On Wednesday, Woodruff acknowledged in a telephone interview that “of course (the dispute) had something to do” with his decision to switch to Livermore’s rival institution at Los Alamos. Both laboratories are are managed by the University of California for the U.S. Department of Energy .
“But I’m very happy with the decision,” he said. “I respect the people at this lab but I think it’s time to move on. I’m delighted with this opportunity. We’re putting the controversy behind us.”
The move came as no surprise. Woodruff put his home up for sale in the San Francisco Bay Area community of Livermore a couple of years ago, explaining that he feared his position there might become “untenable.”
His fight with Teller, who now is an associate director emeritus at Livermore, grew out of a disagreement over the “Super Excalibur” project, an orbiting X-ray laser that--theoretically--would concentrate beams of light from a nuclear explosion so intensely that they would destroy missiles.

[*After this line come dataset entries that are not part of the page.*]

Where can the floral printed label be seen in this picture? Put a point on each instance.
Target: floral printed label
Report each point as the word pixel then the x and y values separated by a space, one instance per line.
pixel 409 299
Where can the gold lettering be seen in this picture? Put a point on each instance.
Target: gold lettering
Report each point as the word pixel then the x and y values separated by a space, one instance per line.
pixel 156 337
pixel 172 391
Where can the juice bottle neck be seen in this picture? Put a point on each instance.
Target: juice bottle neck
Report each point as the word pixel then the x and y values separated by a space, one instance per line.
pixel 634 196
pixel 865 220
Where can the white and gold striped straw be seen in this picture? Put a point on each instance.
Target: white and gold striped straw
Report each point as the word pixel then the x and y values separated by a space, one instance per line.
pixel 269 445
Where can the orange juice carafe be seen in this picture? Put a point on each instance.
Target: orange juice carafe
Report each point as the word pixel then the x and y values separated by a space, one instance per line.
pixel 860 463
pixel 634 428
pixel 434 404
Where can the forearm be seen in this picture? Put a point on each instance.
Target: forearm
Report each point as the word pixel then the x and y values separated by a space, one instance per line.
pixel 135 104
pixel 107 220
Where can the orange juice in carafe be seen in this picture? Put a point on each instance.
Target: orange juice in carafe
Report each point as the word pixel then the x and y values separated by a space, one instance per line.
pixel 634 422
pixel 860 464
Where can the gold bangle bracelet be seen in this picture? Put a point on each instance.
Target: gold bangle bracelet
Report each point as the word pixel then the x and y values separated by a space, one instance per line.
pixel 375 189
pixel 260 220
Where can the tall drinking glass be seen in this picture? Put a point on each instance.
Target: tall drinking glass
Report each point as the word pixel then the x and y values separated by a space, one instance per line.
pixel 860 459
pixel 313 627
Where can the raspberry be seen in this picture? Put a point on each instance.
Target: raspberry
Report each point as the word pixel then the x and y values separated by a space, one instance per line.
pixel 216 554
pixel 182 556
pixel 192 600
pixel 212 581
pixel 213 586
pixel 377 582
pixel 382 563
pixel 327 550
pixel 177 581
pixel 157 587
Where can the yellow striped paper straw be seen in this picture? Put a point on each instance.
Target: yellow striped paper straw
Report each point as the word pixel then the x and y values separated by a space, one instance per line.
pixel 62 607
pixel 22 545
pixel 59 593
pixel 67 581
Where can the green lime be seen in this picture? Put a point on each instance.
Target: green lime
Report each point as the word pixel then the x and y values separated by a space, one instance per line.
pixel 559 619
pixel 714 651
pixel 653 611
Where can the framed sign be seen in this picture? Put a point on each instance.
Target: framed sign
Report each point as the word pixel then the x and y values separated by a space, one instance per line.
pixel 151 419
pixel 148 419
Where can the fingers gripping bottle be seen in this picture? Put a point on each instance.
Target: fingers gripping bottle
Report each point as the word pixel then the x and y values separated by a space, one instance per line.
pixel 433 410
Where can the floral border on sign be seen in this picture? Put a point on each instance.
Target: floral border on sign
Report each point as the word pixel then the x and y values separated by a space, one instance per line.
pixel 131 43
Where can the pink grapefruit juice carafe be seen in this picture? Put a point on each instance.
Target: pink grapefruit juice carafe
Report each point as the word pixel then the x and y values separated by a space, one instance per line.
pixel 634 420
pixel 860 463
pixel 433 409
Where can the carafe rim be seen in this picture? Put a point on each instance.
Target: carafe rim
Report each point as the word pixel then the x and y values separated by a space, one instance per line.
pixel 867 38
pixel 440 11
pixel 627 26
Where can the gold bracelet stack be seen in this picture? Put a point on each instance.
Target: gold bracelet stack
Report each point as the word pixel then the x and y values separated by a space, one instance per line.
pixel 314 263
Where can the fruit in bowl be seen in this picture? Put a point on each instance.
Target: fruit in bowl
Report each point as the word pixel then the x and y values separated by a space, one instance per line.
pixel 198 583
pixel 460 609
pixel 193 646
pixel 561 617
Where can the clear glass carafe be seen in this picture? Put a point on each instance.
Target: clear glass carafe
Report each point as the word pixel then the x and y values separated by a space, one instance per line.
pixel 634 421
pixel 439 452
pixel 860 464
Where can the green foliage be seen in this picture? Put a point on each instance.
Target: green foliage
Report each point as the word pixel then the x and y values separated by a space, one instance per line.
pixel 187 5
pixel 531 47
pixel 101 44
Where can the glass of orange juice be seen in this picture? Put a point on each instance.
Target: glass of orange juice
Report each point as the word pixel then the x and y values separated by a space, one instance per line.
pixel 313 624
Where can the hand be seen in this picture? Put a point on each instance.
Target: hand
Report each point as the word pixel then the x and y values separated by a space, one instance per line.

Teller, a Reagan confidant, pushed the program in Washington, arguing that Excalibur could be a crucial part of a nuclear shield that would protect this nation from an intercontinental attack by the Soviet Union. Reagan bought the concept and the Strategic Defense Initiative, popularly known as “Star Wars,” was born.
But Woodruff thought Teller and others at Livermore had vastly oversold the program, and he said later he was denied the opportunity to make his views known to the President. The debate finally reached the public arena and Woodruff found himself criticized by everyone from the secretary of energy on down.
He said he was given a routine job with little to do, and finally he filed a complaint with the University of California, charging that he was being punished for criticizing the laser program and Teller. The university upheld the complaint and ordered to lab to give him a better job.
He became head of the lab’s effort to develop techniques for verifying compliance with nuclear arms treaties. He said Wednesday he will continue that work in his new home in New Mexico.